さらに、長手方向奥側において、現像ローラ25に係合するように現像ローラカップリング33が取り付けられている(図5参照)。ここで、現像ローラカップリング33は、現像ローラ25に装置本体100Aからの駆動回転力を伝達するためのカップリング部材である。また、現像ローラ25の周上には、現像ローラ25に接触して図3において矢印C方向に回転する供給ローラ34と現像ローラ25上のトナー層を規制するための現像ブレード35がそれぞれ配置されている。これら現像ローラ25、供給ローラ34、現像ブレード35は、現像枠体31に設けられた現像室31b内に配置されている。
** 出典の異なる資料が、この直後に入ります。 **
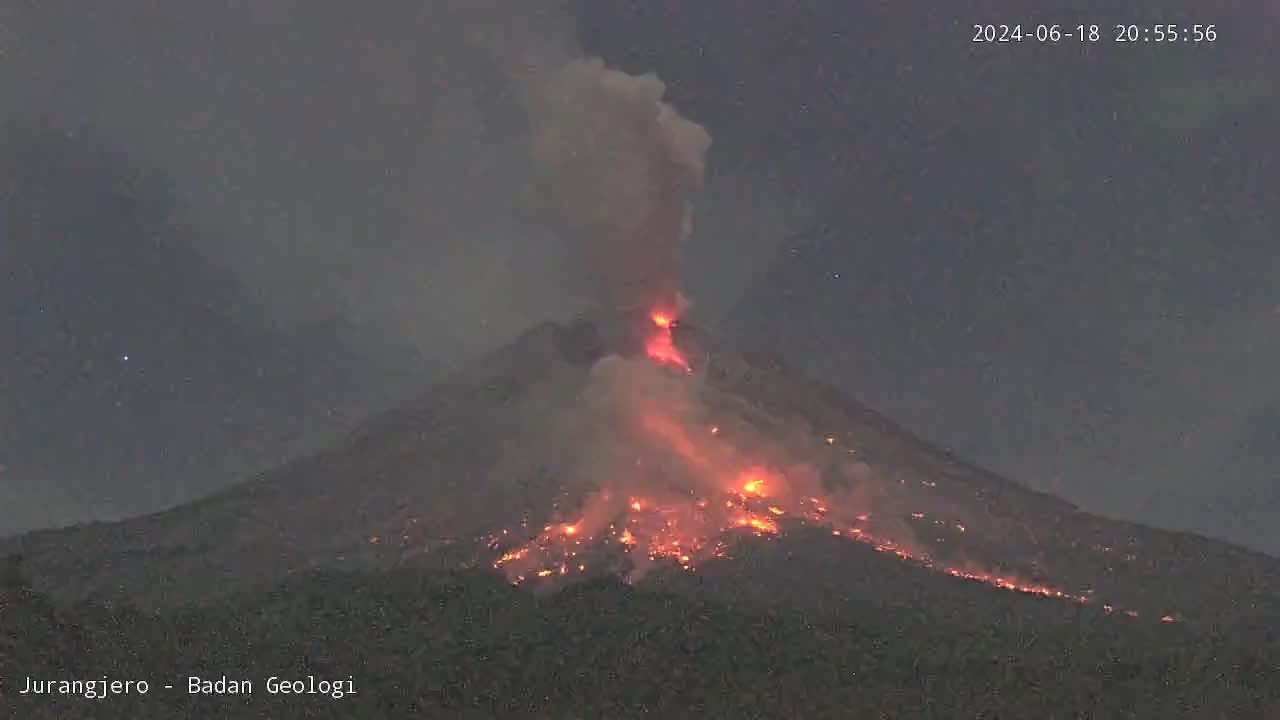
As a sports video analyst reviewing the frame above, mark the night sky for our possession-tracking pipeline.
[0,0,1280,552]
さらに現像枠体31に設けられトナーを収容する現像剤収容室としてのトナー収容部31aには、回転することにより、収容されたトナーを攪拌する機能と、現像室31bへトナーを搬送(供給)する機能とを有する搬送部材36が回転可能に設けられている。ここで、搬送部材36は、回転することでトナー収容部31a内のトナーを現像室31bに供給可能な現像剤供給部材に相当する。
【0017】
ここで、現像前軸受12、現像奥軸受13の吊り穴12a,13aに、クリーニング枠体27に圧入された前軸部材14、奥軸部材15が係合する。それによって現像ユニット4は、クリーニング枠体27に対し、前軸部材14、奥軸部材15を回転軸として回転自在に支持されている(図3参照)。すなわち、現像ユニット4は、ドラムユニット26に対して回転自在に取り付けられている。
【0018】
図4に示すように、クリーニング枠体27には感光体ドラム1を回転自在に支持するドラム前軸受10、ドラム奥軸受11が設けられている。ドラム奥軸受11は感光体ドラム1に結合されたドラムカップリング16を支持している。また、ドラム前軸受10は感光体ドラム1に結合されたフランジ85を支持している。
【0019】
また、図5に示すように、現像枠体31には加圧バネ38が設けられている。さらに、加圧バネ38のもう一端側は、現像枠体31に対向するクリーニング枠体27に当接している。また、現像前軸受12には引張りバネ39が設けられている。さらに、引張りバネ39のもう一端側は、クリーニング枠体27に設けられたドラム前軸受10に取り付けられている。これらの加圧バネ38、引張りバネ39により現像前軸受12、現像奥軸受13の穴12a,13aが回転中心となり、現像ローラ25が感光体ドラム1に当接するための加圧力となる。それにより現像ユニット4がドラムユニット26に押圧される構成となっている。
【0020】
次に、プロセスカートリッジ7の画像形成に関する一連の動作について説明する(図2,3参照)。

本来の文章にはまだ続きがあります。